The Pope and His Politics

Kathryn, I was interested to read this passage from that new interview with the pope:

Personally I think so-called unrestrained liberalism only makes the strong stronger and the weak weaker and excludes the most excluded. We need great freedom, no discrimination, no demagoguery and a lot of love. We need rules of conduct and also, if necessary, direct intervention from the state to correct the more intolerable inequalities.

Reading the first sentence, I (perhaps mistakenly) was left with the clear impression that the pope believes that he has seen “unrestrained [economic] liberalism” at work. I am curious to know where.

Looking at the pope’s second sentence, fair enough, but when it comes to the avoidance of demagoguery, I wonder how, on reflection, the pope would classify certain sections of the speech he made on a visit to the Italian island of Lampedusa, sections analyzed by Theodore Dalrymple in an analysis (previously posted on the Corner here), of which this is a key extract:

In his homily, the Pope decried what he called ‘the globalization of indifference’ to the suffering of which the tragedy of the drowned was a manifestation and a consequence. Our culture of comfort, he said, has made us indifferent to the sufferings of others; we have forgotten how to cry on their behalf. He made reference to the play of Lope de Vega in which a tyrant is killed by the inhabitants of a town called Fuente Ovejuna, no one owning up to the killing and everyone saying that it was Fuente Ovejuna that killed him. The West, said the Pope, was like Fuente Ovejuna, for when asked who was to blame for the deaths of these migrants, it answered, ‘Everyone and no one!’ He continued, ‘Today also this question emerges: who is responsible for the blood of these brothers and sisters? No one! We each reply: it was not I, I wasn’t here, it was someone else.’

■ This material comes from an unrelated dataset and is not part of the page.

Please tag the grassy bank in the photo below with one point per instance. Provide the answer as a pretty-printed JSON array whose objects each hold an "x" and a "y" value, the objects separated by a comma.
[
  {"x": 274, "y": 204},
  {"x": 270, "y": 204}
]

The Pope also called for ‘those who take the socio-economic decisions in anonymity that open the way to tragedies such as these to come out of hiding.’

With all due respect, I think this is very loose thinking indeed of a kind that the last Pope would not have permitted himself. The analogy between the two situations, the murder of the tyrant in Fuente Ovejuna and the death by drowning of thousands of migrants, is weak to the point of non-existence. After all, someone in Fuente Ovejuna did kill the tyrant; no one in the west drowned the migrants. Is the Pope then saying that Europe’s refusal to allow in all who want to come is the moral equivalent of actually wielding the knife? . . .

The Pope’s use of a term such as ‘those who take the socio-economic decisions in anonymity’ was strong on connotation but weak on denotation, itself a sign of intellectual evasion. Who, exactly, were ‘those’ people? Wall Street hedge fund managers, the International Monetary Fund, opponents of free trade, African dictators? Was he saying that the whole world economic system was to blame for the migration across the Mediterranean, that the existence of borders was illegitimate, that Denmark (for example) was rich because Swaziland was poor, that if only Losotho were brought up to the level of Liechtenstein (or, of course, if Liechtenstein were brought down to the level of Lesotho) no one would drown in the Mediterranean? There was something for everyone’s conspiracy theory in his words.

Then we turn to the pope’s final sentence. Its contents were perfectly reasonable in one sense. Few would deny that the marketplace needs rules of conduct. The real question is what those rules should be. And so it is with the Pope’s observation that it is at times “necessary” for the state to “correct the more intolerable inequalities.” Yes, sure, but the real question is when, and how.

And when it comes to answering those questions, I somehow doubt that this pope is on the side, metaphorically (if not theologically), of the angels.